Your plan to stop small-boat crossings breaks international law, says the UN. Six days ago, the European council on refugees reminded us that some people fleeing from awfulness know they may die while crossing the sea.
Why Suella Braverman, Why Rishi Sunak? Why might the threat of being arrested for landing a small boat in the UK be a bigger threat than the prospect of drowning?
Mahmoud Bakir was a young Palestinian man, a father from Gaza. In February 2021 he wrote a poem.
Mahmoud sank while attempting to reach Europe.
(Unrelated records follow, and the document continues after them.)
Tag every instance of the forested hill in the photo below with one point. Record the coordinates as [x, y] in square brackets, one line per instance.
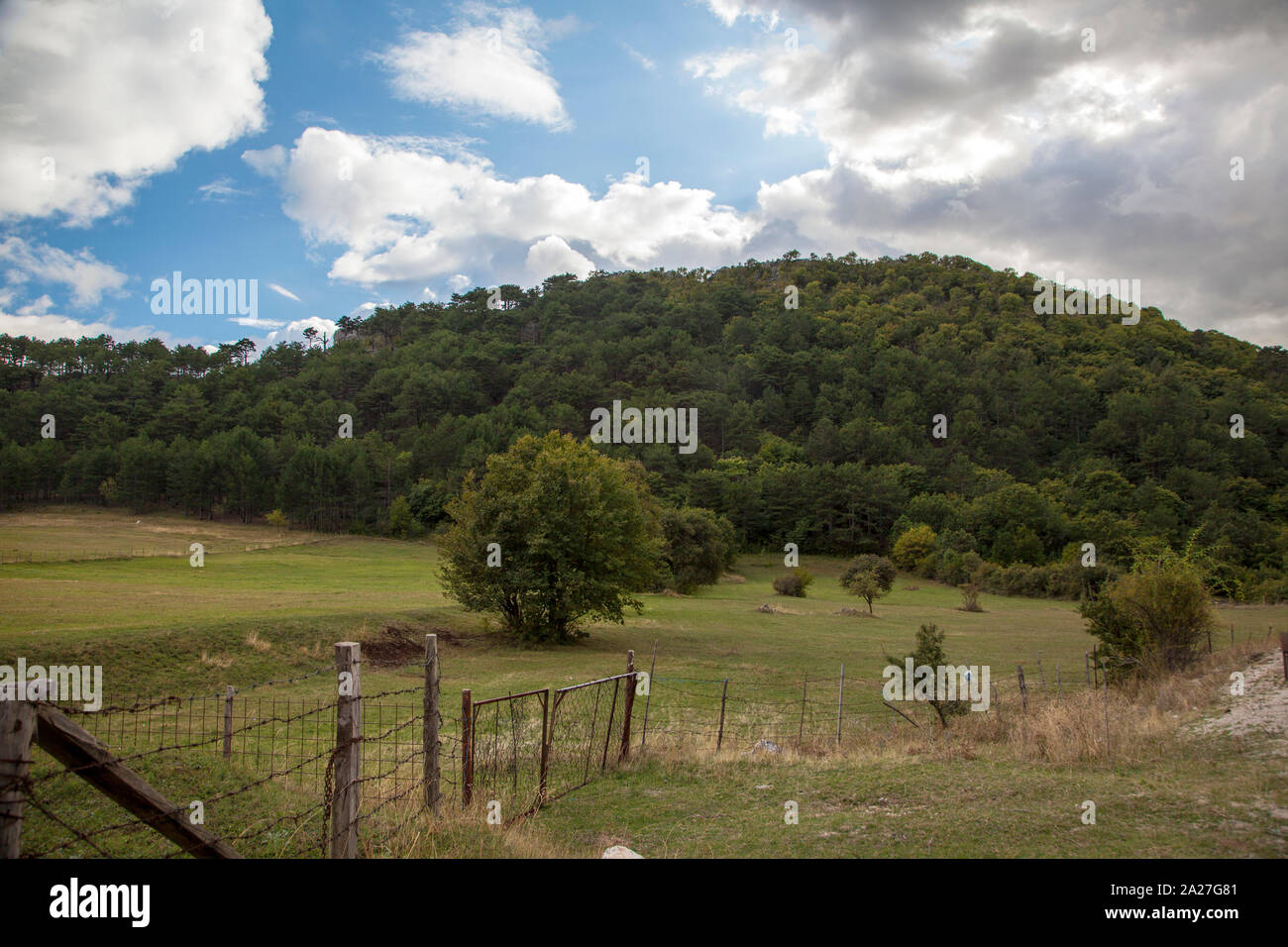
[815, 423]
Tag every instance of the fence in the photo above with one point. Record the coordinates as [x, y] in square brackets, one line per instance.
[273, 775]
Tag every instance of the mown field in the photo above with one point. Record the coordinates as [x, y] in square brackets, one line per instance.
[160, 626]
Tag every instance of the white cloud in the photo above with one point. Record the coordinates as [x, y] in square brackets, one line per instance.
[99, 97]
[553, 257]
[86, 275]
[220, 189]
[257, 322]
[268, 161]
[986, 131]
[410, 214]
[283, 291]
[294, 331]
[639, 56]
[50, 326]
[488, 64]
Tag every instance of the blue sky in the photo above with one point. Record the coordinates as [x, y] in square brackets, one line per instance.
[490, 142]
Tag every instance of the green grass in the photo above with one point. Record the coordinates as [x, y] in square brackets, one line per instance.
[1203, 801]
[160, 626]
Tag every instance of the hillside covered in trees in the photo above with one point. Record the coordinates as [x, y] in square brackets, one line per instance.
[815, 423]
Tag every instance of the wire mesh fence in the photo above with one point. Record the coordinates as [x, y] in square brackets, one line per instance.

Tell the sea after the news of my death that I wasn't that thirsty to fill my lungs with his water that I am only an extremely exhausted man who suffered all his life long from poverty who work all day long to pursue a dignified life for his children I wanted to flee like all poor people I went to you, sea to pull me out of the darkness to take me to a brighter trajectory You misunderstood me, sea I told you that I wasn't thirsty
The UN high commissioner for refugees has previously said a blanket ban on claiming asylum in the UK for those arriving on small boats would breach the Refugee Convention.
Article 14 of the 1948 Universal Declaration of Human Rights states
“Everyone has the right to seek and enjoy in other countries asylum from persecution.”
The 1951 UN Convention relating to the Status of Refugees gives an international meaning of ‘refugee’ A refugee is a person in another country at risk of persecution in her, his or their own country.
The UN Convention gives certain basic rights of refugees that are necessary for the enjoyment of asylum. These include the right not to be returned to a place where they are at risk of persecution.
It also includes the right not to be penalised for being in or entering a country without permission where this is necessary for them to seek and receive asylum.
In other words, “Everybody has the right to seek asylum from persecution in another country, and there is no such thing as an ‘illegal asylum-seeker”.